3. Larissa Kretcher and her posse – they're not included in #4 because they can't possibly be human. They're like…aliens from the show Mutant X or something; they're that creepy.
2. Gavin Pennington…this has to be one of the saddest.
1. Zackary Crowne, probably tied only with myself.
Yeah, I had a lot of time on my hands that afternoon to think. So what? If you were as depressed as I was you would have come up with a morose list like that too. Crap, that doesn't come out to ten people that hate me, it comes out to 610 plus an old three-legged dog. How utterly encouraging.

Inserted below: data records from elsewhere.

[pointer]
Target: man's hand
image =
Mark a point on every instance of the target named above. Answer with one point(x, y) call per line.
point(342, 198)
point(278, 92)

So there I was, sitting on a median in Branner High School's student parking lot, all by my lonesome, making up stupid lists in my head, looking pathetic, when the cross country team finished practice. Obviously Zack was not among them, as he had driven off in a squeal of tires, but the current #2 person who hated me was.
By the time I saw him it was too late to run away – he had already plopped himself down next to me, a sweaty mess of long limbs and flopping brown hair.